Turns out he was correct, given that the series ends with his sometime ally Tom Wambsgans, another former Parks and Cruise line employee, installed as CEO.

It’s a somewhat prophetic plot twist too, given that this week Disney announced that their new CEO would be Josh D’Amaro, a former finance guy who (wait for it) spent years working his way up the Parks and Cruises division.

Why It Matters

Disney Watchers are pretty sure this indicates that the company has realized its future does not lie in TV.

Not that it’s giving up on it, mind you, just that they’ve realized that they are better off at creating valuable IP that can be monetized as live experiences than they are at creating streaming services that live in the same universe as Netflix and YouTube.

It makes sense: the parks and cruises division has long been their most profitable division and it’s the one area where they completely dominate all the other players: Disneyland pretty much has no actual rivals.

It is an incredibly well-run entity, at least from a guest perspective. I often remember thinking that if major cities let Disney run their public transportation, streets and highways, they’d increase efficiency tenfold.

If there is a cloud on the theme park horizon, it’s that, like everything else in America, it’s very much become a two-tier system, where the top 15 percent of the population can buy Fast Passes and special experiences to ensure they avoid the hoi polloi, who are still paying exorbitant prices in order to wait in endless lines.

Where for some families it’s a once-in-a-lifetime vacation, whereas for others it’s just what they do on Spring Break.

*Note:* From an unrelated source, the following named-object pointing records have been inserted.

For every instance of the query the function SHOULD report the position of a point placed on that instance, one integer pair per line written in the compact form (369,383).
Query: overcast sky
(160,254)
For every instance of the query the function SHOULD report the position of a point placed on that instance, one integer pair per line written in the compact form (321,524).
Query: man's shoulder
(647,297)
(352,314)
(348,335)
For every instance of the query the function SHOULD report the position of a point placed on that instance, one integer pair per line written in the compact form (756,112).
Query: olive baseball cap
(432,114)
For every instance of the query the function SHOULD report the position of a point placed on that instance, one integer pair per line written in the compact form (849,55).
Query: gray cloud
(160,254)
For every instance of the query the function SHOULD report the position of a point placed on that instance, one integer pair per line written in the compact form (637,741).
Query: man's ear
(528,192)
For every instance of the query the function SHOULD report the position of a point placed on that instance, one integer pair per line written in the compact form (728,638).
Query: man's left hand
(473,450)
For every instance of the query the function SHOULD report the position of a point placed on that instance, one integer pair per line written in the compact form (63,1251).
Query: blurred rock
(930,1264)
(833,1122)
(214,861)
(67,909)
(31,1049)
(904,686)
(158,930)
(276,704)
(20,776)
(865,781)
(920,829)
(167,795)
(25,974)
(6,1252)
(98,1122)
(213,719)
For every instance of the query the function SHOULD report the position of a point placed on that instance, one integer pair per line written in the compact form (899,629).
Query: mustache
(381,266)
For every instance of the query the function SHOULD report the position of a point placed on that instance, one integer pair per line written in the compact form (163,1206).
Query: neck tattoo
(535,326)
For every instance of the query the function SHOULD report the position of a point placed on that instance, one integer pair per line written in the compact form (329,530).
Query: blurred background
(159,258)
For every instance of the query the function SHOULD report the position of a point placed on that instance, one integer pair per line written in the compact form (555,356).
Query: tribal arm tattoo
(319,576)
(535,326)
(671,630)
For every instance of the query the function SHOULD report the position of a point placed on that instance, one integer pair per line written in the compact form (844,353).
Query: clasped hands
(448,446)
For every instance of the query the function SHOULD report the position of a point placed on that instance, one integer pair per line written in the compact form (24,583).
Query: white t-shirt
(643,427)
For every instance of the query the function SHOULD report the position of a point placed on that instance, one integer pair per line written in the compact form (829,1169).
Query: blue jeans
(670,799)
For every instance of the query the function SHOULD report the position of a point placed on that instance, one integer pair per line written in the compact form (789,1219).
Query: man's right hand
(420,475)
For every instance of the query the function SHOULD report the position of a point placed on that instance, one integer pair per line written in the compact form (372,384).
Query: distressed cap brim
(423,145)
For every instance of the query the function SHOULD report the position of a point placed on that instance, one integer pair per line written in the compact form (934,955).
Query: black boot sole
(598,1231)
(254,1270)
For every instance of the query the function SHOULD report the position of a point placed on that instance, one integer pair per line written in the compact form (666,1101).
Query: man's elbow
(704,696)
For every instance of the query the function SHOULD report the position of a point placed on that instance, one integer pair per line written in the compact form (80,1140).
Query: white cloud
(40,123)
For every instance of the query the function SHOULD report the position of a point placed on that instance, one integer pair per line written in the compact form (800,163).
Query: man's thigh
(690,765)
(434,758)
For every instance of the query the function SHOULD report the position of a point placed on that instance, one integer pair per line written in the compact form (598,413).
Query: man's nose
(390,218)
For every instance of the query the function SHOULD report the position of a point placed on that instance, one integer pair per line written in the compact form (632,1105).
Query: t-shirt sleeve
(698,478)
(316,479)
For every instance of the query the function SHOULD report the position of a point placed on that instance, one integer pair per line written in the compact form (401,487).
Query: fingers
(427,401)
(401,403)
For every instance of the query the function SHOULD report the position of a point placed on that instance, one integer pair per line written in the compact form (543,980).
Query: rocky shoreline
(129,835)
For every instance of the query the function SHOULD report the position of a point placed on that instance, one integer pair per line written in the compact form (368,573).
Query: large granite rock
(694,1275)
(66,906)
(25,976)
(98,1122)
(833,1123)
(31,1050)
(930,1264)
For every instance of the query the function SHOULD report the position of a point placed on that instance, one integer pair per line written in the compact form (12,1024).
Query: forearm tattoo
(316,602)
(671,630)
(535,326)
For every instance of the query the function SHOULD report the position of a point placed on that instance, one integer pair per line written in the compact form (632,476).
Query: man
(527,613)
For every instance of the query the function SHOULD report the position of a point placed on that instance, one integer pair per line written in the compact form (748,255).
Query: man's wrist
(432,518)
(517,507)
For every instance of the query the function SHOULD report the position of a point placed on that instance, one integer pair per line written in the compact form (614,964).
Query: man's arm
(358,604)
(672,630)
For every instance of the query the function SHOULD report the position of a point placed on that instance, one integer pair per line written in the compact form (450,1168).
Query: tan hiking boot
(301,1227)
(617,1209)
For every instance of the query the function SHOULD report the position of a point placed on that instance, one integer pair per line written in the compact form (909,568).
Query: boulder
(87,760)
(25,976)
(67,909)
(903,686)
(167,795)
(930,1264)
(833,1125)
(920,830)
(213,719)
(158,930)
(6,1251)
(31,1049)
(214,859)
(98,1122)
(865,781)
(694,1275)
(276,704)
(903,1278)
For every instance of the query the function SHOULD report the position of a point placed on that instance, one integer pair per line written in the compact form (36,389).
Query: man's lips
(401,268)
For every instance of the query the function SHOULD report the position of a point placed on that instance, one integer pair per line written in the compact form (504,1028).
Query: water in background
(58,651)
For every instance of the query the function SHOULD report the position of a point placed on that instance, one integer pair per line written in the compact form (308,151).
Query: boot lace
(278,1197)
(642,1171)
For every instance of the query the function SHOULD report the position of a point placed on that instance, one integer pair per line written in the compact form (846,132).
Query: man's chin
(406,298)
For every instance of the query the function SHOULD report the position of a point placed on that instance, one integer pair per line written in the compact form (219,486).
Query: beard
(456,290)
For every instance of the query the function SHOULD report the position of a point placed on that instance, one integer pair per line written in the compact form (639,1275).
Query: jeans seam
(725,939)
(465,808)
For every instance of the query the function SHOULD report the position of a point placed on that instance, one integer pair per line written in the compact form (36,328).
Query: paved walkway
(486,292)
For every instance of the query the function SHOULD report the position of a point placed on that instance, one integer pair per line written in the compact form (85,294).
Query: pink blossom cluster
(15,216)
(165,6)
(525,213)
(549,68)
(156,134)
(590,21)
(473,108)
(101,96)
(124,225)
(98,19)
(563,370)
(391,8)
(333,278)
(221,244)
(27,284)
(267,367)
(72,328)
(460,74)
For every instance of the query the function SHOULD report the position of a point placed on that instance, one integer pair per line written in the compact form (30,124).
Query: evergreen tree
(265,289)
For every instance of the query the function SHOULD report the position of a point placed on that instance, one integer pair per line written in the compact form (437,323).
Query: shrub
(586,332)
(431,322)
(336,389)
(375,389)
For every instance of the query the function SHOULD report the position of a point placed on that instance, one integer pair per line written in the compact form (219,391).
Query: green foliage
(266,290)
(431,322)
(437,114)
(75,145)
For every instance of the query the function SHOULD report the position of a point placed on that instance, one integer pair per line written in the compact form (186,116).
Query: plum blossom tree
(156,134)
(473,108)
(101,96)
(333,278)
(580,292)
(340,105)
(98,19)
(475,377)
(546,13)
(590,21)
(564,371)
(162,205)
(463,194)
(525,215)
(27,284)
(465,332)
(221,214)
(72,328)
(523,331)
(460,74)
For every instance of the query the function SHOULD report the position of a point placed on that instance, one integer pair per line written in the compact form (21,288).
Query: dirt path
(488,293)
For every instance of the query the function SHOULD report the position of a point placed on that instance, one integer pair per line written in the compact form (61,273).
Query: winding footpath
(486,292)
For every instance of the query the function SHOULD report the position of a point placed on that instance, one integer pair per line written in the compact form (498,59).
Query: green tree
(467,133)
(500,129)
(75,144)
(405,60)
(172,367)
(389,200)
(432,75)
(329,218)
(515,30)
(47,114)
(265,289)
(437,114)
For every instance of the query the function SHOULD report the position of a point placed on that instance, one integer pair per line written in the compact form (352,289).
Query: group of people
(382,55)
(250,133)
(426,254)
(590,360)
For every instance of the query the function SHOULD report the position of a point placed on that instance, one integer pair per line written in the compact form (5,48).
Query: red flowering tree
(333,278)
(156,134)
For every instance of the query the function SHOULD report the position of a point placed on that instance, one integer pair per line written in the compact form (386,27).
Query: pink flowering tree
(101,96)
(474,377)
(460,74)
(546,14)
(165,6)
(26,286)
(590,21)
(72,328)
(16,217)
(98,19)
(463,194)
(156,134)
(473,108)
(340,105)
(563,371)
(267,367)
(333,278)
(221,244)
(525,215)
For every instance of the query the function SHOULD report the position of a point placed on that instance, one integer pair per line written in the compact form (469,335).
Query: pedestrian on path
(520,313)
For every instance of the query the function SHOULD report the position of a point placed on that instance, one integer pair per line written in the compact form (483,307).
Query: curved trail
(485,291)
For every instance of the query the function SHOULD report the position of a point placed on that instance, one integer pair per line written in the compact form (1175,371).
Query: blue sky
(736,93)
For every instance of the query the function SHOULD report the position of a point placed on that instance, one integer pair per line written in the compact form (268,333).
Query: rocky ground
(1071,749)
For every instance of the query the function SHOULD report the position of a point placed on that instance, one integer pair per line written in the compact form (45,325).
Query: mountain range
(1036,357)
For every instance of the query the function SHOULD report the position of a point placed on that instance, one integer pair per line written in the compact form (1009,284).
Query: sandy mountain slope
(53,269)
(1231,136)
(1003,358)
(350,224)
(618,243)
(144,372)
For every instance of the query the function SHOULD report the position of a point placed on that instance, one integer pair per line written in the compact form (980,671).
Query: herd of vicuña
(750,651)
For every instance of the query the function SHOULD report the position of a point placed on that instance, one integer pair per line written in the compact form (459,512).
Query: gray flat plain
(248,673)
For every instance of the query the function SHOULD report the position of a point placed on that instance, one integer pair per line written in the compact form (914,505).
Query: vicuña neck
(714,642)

That’s an asterisk though, not a deal breaker—at least not in 2020s America.

But it is something to be aware of at a time when Feudal Media puts Disney’s core audience into separate and increasingly disconnected bubbles.

What You Need To Do About It

If you are Netflix and/or HBO, this is good news, it means you’ve kind of won. Or at least that Disney has no plans to launch an all-out offensive.

They’ve got ESPN and Hulu and the Disney Channel and for now that will both generate ample profits and let them promote their IP.

ESPN in particular will prove quite valuable as sports are the only way to reach mass audiences these days and because ESPN already has a history of promoting niche sports, should one or more of them become popular with Zoomers.

If you are D’Amaro, Iger has left you in very good shape.

Your TV properties have their loyal fans, they are not going to overtake Netflix or YouTube or even HBO.

But the thing is—they don’t have to.

They just need to be a place where kids can watch The Lion King over and over and over and over again and where shows based on your massive IP empire can continue to cater to their audiences under the Disney umbrella… all while working on driving attendance in the parks and on the cruises.

Given AI and tech and all that, I am sure there are many amazing, dare I say magical, things you will be able to do with those parks and those cruises.

Trust your Imagineers, remember Walt’s dedication to detail and not letting good be the enemy of great and you’ll do just fine.

I mean you work at a place where dreams really do come true, right?

Alan Wolk is co-founder and lead analyst at the consulting firm TV[R]EV. He is the author of the best-selling industry primer, Over The Top: How The Internet Is (Slowly But Surely) Changing The Television Industry. Wolk frequently speaks about changes in the television industry, both at conferences and to anyone who’ll listen.

Week in Review is an opinion column. It does not necessarily represent the opinions of StreamTV Insider.